In the desperate current times, platinum miners were going to process the chrome in the suite of six base metals.

“This is because they are so desperate to get any kind of revenue off their ore they can,” he said.

While one product, gold, yielded $200/t, the ten platinum-group metals (PGMs), with inordinately complex to recovery criteria, were managing only $152/t.

Platinum miners were thus receiving 25% less than gold miners for a lot more work.

Stillwater in American received $440 for every ton of ore taken out of the ground, Russia received $600/t, openpit Voisey’s Bay in Canada yielded $730/t and Zimbabwe, with the lowest revenue a ton, had the highest margins in the platinum industry.
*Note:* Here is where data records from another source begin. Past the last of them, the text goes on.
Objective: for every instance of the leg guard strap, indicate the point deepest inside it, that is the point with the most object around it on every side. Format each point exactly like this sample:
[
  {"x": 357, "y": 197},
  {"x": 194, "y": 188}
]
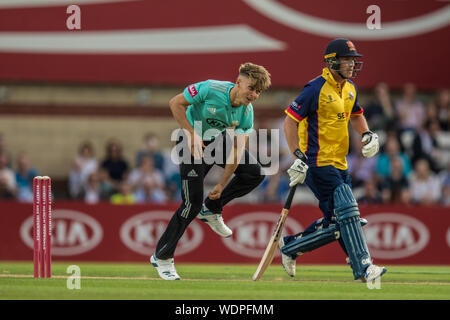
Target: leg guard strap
[
  {"x": 347, "y": 215},
  {"x": 314, "y": 240}
]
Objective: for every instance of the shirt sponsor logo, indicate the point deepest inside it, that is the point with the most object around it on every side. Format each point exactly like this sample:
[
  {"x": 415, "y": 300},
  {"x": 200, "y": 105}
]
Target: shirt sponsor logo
[
  {"x": 294, "y": 105},
  {"x": 216, "y": 123},
  {"x": 192, "y": 91},
  {"x": 352, "y": 95}
]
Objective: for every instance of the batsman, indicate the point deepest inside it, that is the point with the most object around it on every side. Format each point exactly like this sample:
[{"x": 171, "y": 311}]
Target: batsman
[{"x": 316, "y": 129}]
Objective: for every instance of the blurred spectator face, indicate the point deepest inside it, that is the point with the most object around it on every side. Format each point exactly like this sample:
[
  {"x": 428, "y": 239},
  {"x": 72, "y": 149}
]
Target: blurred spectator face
[
  {"x": 444, "y": 98},
  {"x": 102, "y": 174},
  {"x": 432, "y": 111},
  {"x": 409, "y": 91},
  {"x": 396, "y": 167},
  {"x": 382, "y": 90},
  {"x": 434, "y": 127},
  {"x": 125, "y": 188},
  {"x": 86, "y": 150},
  {"x": 3, "y": 160},
  {"x": 93, "y": 180},
  {"x": 114, "y": 150},
  {"x": 149, "y": 184},
  {"x": 2, "y": 142},
  {"x": 147, "y": 164},
  {"x": 422, "y": 169},
  {"x": 23, "y": 162},
  {"x": 152, "y": 142},
  {"x": 392, "y": 147}
]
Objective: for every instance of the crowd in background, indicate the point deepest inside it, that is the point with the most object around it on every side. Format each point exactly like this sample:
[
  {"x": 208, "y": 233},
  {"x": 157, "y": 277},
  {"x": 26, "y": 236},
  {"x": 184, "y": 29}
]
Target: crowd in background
[{"x": 412, "y": 167}]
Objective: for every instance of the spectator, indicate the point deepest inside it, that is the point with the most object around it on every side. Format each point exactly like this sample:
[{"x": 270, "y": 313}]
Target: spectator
[
  {"x": 445, "y": 199},
  {"x": 410, "y": 111},
  {"x": 106, "y": 184},
  {"x": 391, "y": 151},
  {"x": 84, "y": 165},
  {"x": 152, "y": 149},
  {"x": 147, "y": 181},
  {"x": 114, "y": 163},
  {"x": 371, "y": 193},
  {"x": 92, "y": 189},
  {"x": 425, "y": 187},
  {"x": 8, "y": 186},
  {"x": 443, "y": 104},
  {"x": 425, "y": 145},
  {"x": 394, "y": 188},
  {"x": 124, "y": 196},
  {"x": 24, "y": 178},
  {"x": 380, "y": 111},
  {"x": 3, "y": 149}
]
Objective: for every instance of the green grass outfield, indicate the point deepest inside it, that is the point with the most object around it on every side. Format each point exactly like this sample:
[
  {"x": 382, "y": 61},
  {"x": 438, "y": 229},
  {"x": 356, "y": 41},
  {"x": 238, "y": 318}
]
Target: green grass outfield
[{"x": 221, "y": 282}]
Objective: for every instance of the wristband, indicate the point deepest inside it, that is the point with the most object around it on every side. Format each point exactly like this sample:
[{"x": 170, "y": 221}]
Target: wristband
[{"x": 300, "y": 155}]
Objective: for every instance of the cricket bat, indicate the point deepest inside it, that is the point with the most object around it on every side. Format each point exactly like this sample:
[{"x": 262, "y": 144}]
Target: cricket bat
[{"x": 273, "y": 242}]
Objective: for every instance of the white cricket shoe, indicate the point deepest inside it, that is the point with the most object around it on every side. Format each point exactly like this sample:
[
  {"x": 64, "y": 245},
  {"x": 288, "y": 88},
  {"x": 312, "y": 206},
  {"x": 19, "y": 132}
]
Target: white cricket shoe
[
  {"x": 165, "y": 268},
  {"x": 215, "y": 221},
  {"x": 287, "y": 262},
  {"x": 373, "y": 272}
]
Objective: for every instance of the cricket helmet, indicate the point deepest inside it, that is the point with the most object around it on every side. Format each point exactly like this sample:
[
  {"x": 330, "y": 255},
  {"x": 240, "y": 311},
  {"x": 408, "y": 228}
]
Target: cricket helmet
[{"x": 341, "y": 48}]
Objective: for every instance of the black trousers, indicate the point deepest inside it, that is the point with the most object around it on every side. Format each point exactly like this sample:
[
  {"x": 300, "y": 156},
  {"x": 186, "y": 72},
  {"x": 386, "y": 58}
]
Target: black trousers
[{"x": 247, "y": 177}]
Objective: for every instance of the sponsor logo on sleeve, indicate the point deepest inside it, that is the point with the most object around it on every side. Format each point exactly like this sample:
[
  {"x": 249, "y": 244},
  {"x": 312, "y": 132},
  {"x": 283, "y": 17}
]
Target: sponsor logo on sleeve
[{"x": 192, "y": 91}]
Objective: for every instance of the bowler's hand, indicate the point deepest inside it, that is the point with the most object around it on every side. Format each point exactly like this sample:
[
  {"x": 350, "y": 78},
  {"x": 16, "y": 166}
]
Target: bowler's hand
[
  {"x": 297, "y": 172},
  {"x": 370, "y": 144},
  {"x": 216, "y": 192}
]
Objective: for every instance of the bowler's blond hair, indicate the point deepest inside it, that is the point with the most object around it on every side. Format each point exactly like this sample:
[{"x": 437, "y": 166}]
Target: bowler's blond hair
[{"x": 257, "y": 73}]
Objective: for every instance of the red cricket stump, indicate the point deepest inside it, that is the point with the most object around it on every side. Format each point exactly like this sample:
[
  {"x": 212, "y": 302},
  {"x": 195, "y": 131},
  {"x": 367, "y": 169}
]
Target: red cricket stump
[{"x": 42, "y": 227}]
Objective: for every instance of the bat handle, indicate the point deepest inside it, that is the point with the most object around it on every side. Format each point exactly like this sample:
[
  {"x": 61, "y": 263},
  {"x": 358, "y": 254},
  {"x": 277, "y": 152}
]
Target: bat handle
[{"x": 287, "y": 204}]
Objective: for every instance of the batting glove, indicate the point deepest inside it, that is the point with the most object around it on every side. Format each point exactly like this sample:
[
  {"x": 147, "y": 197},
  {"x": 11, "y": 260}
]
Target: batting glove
[{"x": 297, "y": 172}]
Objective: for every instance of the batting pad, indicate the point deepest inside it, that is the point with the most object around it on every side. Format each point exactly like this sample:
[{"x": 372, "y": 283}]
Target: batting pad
[{"x": 347, "y": 215}]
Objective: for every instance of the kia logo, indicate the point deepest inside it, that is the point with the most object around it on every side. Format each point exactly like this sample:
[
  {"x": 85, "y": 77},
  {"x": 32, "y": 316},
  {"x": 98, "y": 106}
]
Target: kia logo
[
  {"x": 252, "y": 232},
  {"x": 448, "y": 237},
  {"x": 395, "y": 236},
  {"x": 141, "y": 233},
  {"x": 73, "y": 232}
]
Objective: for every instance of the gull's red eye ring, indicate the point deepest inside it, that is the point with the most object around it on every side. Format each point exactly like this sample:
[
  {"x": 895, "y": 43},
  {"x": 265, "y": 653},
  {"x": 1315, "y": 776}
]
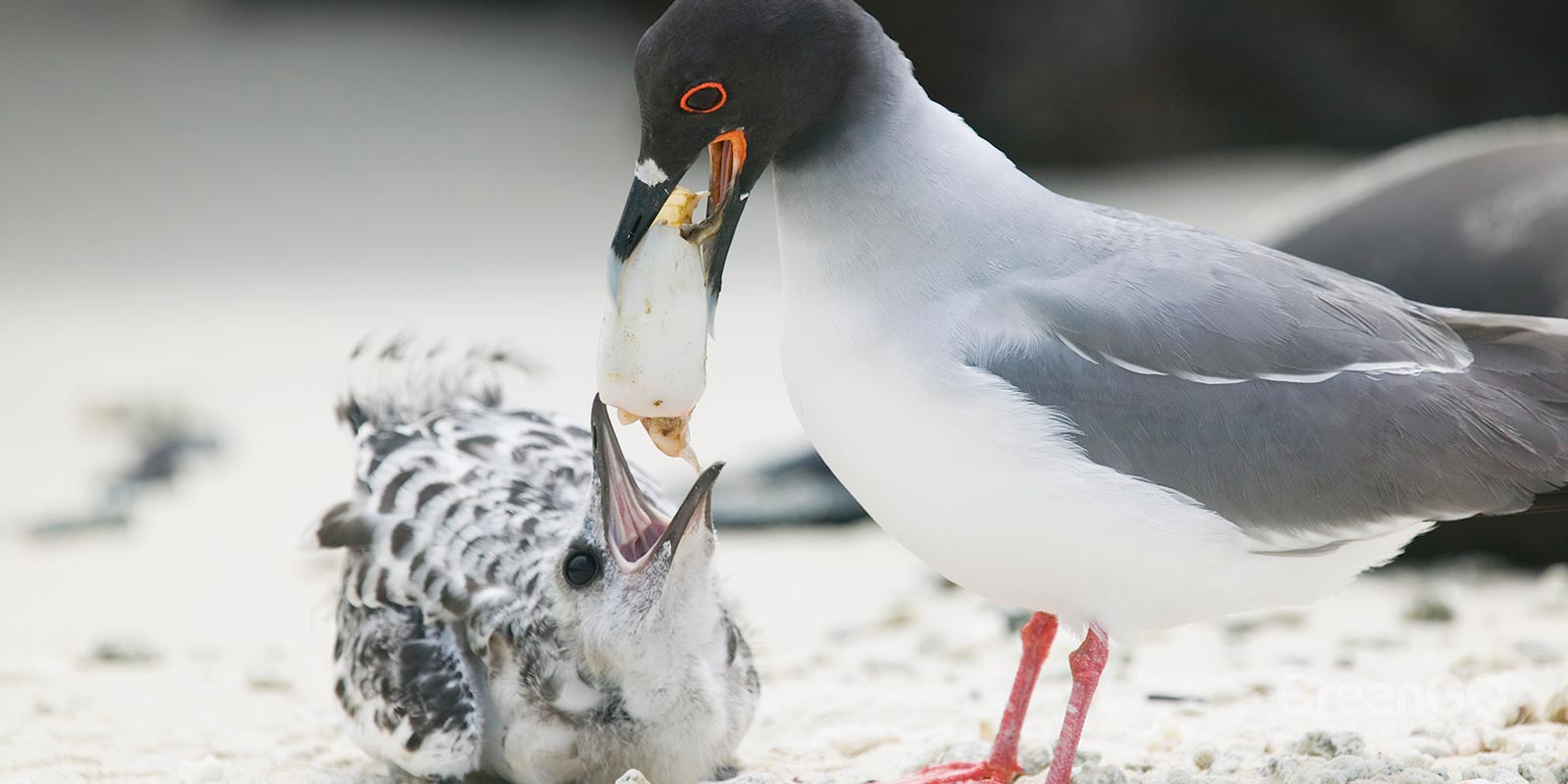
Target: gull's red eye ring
[{"x": 705, "y": 98}]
Why was the lowest-grade Zimbabwean producer the country with the highest profit margins, Major asked.

On the lowest possible figure of 1 000-million ounces of PGM, South Africa could make money at today’s prices by extracting the trillion dollars worth of platinum in the ground.

The PGMs, platinum, palladium and rhodium, taken out of the ground – the target of investors – guaranteed 11% a year in rands and 5% in dollars, which not many businesses guaranteed over time.

“The ‘90s were the golden era. That’s when South Africa had a newly elected democratic government and everyone was in love with everbody.

“The mines just negotiated with labour and the government never appeared on the same page as unions and mining companies. What the platinum- and gold-mining industries were doing then is assuring that cost increases were below inflation.

“All that changed in the new millennium. All the hard work of the ‘90s, I’m afraid, has been thrown away.

"Government raked in the money in taxes and royalties. Whatever the workers asked for, they got. All the pet projects of the mining companies got the go-ahead.

“Mining companies were buying assets. Why build a mine when you can buy one? Everybody was drinking happy juice in the last ten years. Nobody cared about costs, and you can see the costs going sky high.

“Even though the platinum price went up 12% in rands, I can’t find any cost increase in the last ten years below 17%.

“The cost per ounce of platinum in this country, in dollars and rand, is between 15% and 20% a year for the last ten years.

“So, the platinum industry has wedged itself tight into a corner,” Major told the Mining Indaba.

PGM RETURNS

Platinum and diamonds sound very attractive, but they generally give the lowest investment returns in Major’s experience.

Currently, many diamond companies and platinum companies were losing money when there were not many other mining companies losing money.

Out of 100 elements, platinum, palladium and rhodium, used in autocatalysis and jewellery, were unique.

Iridium, osmium and platinum were hard, heavy and indestructible and were useable over and over in catalytic converters.

Of the four places where PGMs were found, only two, South Africa, which dominates, and Russia, were of any note.

Rhodium, which was important in autocatalytic converters, and ruthenium, which was important in electronics, mean less and are worth less.